World Bank President David Malpass said in a statement Reinhart’s experience and insights would prove invaluable as the coronavirus pandemic heaps economic pain on developing countries. She starts at the bank on June 15.
Reinhart, a professor at Harvard University, published a book entitled “This Time is Different: Eight Centuries of Financial Folly,” together with economist Kenneth Rogoff of Harvard University in 2009.
The book called for stricter regulations and an early-warning system to sound the alarm about financial bubbles, arguing that central bankers, policy makers and investors tended to ignore the telltale signs of a bubble.
In an article here she wrote on the pandemic in March, Reinhart said: "Clearly, this is a 'whatever-it-takes' moment for large-scale, outside-the-box fiscal and monetary policies."
Reinhart has a Ph.D. from Columbia University and teaches international economics at the Harvard Kennedy School. She has also worked at the Peterson Institute for International Economics, the International Monetary Fund and the University of Maryland and the former Bear Stearns investment bank.
IMF Managing Director Kristalina Georgieva tweeted her congratulations, calling Reinhart “a great choice, especially at this time of crisis.”
IMF chief economist Gita Gopinath, in a separate tweet, added: “@carmenmreinhart is an extraordinary economist with deep expertise in crises, debt, capital flows, from a current and historical perspective.”

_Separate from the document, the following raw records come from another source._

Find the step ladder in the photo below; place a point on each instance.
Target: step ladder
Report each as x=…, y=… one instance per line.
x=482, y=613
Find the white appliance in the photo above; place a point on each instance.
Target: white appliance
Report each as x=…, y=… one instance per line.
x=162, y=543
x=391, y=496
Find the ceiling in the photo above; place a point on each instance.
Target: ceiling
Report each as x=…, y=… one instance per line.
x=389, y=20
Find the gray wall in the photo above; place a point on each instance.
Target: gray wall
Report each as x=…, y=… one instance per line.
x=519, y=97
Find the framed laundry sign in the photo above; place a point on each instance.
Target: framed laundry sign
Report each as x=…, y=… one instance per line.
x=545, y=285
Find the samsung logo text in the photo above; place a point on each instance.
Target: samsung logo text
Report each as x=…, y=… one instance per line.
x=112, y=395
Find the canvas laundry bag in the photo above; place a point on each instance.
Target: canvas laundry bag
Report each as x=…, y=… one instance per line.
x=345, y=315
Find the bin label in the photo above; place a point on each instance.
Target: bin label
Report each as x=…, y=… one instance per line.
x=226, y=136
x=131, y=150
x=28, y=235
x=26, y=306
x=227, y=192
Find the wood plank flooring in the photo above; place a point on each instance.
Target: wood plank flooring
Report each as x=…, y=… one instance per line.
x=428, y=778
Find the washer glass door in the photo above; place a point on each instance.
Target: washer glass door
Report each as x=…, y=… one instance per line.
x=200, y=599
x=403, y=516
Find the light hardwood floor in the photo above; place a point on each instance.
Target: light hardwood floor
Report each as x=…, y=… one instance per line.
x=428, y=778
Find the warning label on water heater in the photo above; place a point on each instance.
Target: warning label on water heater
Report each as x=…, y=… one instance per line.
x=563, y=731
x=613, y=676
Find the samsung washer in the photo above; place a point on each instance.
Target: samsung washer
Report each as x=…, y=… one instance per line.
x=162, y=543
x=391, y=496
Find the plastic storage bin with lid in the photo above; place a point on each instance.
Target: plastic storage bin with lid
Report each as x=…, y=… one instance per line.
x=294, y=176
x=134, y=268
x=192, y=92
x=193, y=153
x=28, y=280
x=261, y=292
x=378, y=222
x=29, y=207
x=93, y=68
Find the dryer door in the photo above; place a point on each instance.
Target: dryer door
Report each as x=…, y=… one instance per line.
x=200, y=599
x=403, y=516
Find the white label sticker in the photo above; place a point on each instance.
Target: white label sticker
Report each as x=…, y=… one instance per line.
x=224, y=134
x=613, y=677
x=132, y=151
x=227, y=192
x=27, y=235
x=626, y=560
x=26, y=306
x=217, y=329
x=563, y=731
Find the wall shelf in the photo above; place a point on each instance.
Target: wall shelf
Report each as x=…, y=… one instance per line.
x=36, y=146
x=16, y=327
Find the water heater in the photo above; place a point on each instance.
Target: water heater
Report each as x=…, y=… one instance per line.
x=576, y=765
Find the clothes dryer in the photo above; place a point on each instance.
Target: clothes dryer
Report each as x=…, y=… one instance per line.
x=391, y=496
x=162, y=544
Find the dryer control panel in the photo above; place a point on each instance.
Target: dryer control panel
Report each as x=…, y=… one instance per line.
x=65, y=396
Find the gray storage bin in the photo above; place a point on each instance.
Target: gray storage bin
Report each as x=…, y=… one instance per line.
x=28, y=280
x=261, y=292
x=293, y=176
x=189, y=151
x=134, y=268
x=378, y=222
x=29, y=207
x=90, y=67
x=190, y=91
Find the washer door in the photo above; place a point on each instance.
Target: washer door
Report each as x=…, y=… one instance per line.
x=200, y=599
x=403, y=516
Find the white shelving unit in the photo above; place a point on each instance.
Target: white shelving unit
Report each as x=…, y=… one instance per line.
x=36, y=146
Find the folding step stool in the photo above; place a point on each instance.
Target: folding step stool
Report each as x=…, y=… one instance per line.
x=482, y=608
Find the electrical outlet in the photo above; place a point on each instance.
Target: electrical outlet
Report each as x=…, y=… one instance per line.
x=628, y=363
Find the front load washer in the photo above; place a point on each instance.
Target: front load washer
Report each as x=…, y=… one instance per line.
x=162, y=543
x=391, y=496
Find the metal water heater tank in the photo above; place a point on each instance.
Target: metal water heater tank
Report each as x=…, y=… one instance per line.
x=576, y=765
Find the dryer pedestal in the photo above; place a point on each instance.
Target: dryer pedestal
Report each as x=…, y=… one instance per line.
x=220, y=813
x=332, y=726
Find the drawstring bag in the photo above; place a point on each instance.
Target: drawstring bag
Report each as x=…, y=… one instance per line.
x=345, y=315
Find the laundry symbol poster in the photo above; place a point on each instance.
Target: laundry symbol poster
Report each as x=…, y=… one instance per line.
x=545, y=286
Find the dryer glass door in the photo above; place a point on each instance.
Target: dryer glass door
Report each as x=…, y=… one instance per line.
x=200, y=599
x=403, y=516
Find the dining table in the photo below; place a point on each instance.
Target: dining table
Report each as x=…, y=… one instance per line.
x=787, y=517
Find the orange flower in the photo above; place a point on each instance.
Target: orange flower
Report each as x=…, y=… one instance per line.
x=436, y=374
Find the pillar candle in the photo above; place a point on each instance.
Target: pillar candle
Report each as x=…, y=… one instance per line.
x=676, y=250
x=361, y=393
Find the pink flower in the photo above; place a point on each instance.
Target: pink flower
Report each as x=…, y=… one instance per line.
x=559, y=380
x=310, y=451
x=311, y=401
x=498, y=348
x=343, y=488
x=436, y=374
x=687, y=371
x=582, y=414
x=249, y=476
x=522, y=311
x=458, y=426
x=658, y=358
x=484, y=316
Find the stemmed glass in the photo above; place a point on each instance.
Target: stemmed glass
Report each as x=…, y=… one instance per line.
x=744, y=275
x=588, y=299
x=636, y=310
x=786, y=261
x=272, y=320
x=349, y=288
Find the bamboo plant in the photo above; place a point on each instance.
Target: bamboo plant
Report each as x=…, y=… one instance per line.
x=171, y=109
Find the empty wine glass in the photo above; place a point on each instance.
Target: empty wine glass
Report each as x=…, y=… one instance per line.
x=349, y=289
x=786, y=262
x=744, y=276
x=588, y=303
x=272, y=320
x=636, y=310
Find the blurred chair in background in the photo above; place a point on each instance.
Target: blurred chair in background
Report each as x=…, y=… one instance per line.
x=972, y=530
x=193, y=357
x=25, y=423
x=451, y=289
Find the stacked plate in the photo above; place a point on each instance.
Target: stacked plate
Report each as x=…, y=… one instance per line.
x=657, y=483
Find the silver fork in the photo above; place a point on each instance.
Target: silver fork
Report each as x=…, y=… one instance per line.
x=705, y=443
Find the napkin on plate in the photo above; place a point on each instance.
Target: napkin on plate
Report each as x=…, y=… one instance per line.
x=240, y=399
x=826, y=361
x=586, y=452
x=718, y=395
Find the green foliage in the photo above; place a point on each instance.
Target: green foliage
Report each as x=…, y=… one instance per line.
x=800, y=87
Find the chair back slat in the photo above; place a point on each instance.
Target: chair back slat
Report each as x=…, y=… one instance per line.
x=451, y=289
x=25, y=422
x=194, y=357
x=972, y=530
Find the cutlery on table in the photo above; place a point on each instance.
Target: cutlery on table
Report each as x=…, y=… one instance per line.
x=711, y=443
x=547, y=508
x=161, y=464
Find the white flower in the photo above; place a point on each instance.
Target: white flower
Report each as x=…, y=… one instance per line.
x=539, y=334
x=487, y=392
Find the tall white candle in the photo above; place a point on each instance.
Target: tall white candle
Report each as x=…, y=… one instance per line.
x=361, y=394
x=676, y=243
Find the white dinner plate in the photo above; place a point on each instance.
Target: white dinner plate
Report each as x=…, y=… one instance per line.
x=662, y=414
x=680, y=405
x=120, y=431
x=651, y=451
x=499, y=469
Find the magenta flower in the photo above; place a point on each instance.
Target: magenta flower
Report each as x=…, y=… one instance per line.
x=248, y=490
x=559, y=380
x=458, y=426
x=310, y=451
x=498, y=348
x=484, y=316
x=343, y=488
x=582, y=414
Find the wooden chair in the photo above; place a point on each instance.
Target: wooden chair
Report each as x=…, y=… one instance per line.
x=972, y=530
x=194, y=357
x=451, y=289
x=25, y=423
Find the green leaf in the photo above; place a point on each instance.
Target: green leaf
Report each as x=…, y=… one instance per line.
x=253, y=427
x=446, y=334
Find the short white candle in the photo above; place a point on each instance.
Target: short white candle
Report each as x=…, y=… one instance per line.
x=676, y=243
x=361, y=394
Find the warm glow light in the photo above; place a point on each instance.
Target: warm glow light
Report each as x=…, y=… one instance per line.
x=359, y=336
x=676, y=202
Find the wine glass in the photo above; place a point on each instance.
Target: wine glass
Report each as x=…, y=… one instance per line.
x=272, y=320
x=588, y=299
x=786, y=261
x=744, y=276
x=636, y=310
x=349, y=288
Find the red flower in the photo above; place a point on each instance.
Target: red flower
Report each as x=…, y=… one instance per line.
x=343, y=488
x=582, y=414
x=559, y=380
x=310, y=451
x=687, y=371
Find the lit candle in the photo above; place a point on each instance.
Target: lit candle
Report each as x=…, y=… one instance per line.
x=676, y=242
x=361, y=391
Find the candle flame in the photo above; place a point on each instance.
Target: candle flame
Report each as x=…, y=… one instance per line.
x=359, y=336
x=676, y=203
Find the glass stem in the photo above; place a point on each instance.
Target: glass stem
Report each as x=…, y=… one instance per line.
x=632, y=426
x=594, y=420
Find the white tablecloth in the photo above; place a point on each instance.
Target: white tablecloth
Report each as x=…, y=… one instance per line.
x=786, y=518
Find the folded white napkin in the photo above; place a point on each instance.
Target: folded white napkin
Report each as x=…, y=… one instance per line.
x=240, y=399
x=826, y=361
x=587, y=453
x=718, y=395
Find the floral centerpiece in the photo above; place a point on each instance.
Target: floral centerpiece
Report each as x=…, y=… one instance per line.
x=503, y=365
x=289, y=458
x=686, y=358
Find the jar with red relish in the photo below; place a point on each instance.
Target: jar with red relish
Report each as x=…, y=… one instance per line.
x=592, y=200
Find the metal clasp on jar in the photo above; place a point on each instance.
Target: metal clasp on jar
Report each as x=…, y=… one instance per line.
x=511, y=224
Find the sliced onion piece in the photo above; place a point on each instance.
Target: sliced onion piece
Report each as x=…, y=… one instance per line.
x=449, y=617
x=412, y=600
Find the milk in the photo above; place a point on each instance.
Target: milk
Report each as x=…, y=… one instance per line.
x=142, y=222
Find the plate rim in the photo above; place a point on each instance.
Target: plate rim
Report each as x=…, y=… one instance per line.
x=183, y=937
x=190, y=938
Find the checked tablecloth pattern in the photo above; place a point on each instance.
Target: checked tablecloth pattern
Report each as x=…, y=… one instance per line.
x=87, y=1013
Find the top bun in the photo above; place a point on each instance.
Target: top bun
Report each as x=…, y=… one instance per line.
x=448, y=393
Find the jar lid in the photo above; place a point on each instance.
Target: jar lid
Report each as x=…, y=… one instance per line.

“She’s obviously well suited to the moment,” said Scott Morris, a former U.S. Treasury official who is now a senior fellow with the Centre for Global Development. “The Bank could be entering uncharted territory in the months ahead, so it’s good to have her intellectual firepower onboard.”
Reinhart’s expertise include international capital flows, and sovereign debt crises, the Bank said.
She replaces Pinelopi Goldberg, who left on March 1 after only 15 months on the job.